Producent broni zapłaci za masakrę 26 osób. Przełomowy wyrok
73 miliony dolarów odszkodowania zapłaci firma Remington rodzinom ofiar strzelaniny w amerykańskiej szkole w Newtown w stanie Connecticut. W 2012 roku zginęło tam 20 dzieci i sześciu nauczycieli.
Remington, producent karabinu Bushmaster AR-15, użytego w strzelaninie w szkole w w 2012 roku, zaofiarował wcześniej ugodę, polegająca na tym, że zapłaci 33 miliony dolarów. To odszkodowanie za to, że broń palna, wytwarzana pod tą marką, była lokowana w grach wideo. Według prawników mogło to być inspiracją dla sprawcy masakry.
Doszło do niej 14 grudnia 2012 roku w Sandy Hook Elementary School w Newtown. 20-letni napastnik, Adam Lanza, który przed masakrą zabił w domu swoją matkę, wszedł do szkoły i strzelał do ludzi. Zginęło 20 pierwszoklasistów i sześciu nauczycieli. Sprawca popełnił samobójstwo.
Jak informuje CNN, krewni dziewięciu ofiar twierdzili w pozwie, że firma Remington nie powinna była nigdy sprzedawać tak niebezpiecznej broni i zarzucali jej, że poprzez marketing i lokowanie produktu w brutalnych grach trafiała do świadomości młodych użytkowników.
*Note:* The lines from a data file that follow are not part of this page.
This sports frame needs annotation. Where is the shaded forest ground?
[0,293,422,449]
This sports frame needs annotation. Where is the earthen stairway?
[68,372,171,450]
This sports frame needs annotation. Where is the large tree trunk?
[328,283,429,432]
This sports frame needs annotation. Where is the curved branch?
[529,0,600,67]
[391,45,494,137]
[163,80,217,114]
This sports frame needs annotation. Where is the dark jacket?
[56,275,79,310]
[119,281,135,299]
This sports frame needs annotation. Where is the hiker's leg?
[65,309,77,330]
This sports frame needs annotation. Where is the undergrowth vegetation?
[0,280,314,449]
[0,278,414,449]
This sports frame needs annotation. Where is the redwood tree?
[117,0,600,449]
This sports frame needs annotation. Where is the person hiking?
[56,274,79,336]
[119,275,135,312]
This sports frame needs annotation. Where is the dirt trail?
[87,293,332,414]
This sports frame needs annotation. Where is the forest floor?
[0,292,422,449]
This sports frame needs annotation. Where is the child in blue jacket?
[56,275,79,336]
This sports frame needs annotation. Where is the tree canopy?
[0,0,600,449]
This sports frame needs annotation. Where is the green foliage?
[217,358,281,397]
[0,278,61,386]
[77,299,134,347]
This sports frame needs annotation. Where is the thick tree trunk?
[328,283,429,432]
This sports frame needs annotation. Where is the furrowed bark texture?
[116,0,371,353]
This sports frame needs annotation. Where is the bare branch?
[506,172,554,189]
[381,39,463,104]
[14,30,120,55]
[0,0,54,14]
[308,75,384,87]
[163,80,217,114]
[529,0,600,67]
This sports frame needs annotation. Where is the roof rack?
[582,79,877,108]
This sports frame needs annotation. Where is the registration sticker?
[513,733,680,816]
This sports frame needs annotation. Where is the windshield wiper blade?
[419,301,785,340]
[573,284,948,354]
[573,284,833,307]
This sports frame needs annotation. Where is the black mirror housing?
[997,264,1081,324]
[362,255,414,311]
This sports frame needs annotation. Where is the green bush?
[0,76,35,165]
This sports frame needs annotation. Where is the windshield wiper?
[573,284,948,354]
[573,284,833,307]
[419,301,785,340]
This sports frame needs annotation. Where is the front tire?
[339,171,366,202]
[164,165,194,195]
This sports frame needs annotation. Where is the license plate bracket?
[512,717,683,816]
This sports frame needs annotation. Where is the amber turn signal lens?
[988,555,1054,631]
Prawnicy firmy Remington zaprzeczyli zarzutom. We wniosku o odrzucenie powództwa argumentowali, że nie przedstawiono żadnych faktów, które pozwoliłyby stwierdzić, że marketing firmy miał jakikolwiek związek ze strzelaniną.
Remington z siedzibą w Madison w Karolinie Północnej złożył w zeszłym roku wniosek o upadłość. Jej aktywa zostały już sprzedane kilku firmom - informuje agencja AP.
Odszkodowania, zasądzone we wtorek, trafią do rodzin pięciorga dzieci i czterech dorosłych zabitych w strzelaninie. Tylko oni zdecydowali się uczestniczyć w tym długotrwałym procesie, który zakończył się zwycięstwem poszkodowanych.
Producent broni zapłaci 73 miliony za masakrę w szkole podstawowej
Rodziny pozwały Remingtona w 2014 roku, twierdząc, że powinien on być częściowo odpowiedzialny za strzelaninę ze względu na jego strategię marketingową. Prawo federalne z 2005 roku chroni producentów broni przed oskarżeniami przyczynienia się do śmierci osób, które straciły życie z powodu użycia ich produktu, ale w tych okolicznościach ważnym argumentem były działania marketingowe Remingtona.
- To przełomowe, historyczne zwycięstwo, które wysyła mocne i przekonujące przesłanie do producentów broni oraz do wspierających ich branż ubezpieczeniowych i bankowych. Działacie na rynku wysokiego ryzyka. To może przestać być opłacalne - powiedziała Nicole Hockley, której 6-letni syn Dylan zginął w strzelaninie.
- Nic nie sprowadzi Dylana z powrotem. Najbliżej jestem teraz, całując jego urnę każdej nocy, mówiąc mu, że go kocham i tęsknię za nim. Ale złożyłam mu obietnicę i będę pracował nad jej dotrzymaniem przez resztę mojego życia - powiedziała matka chłopca.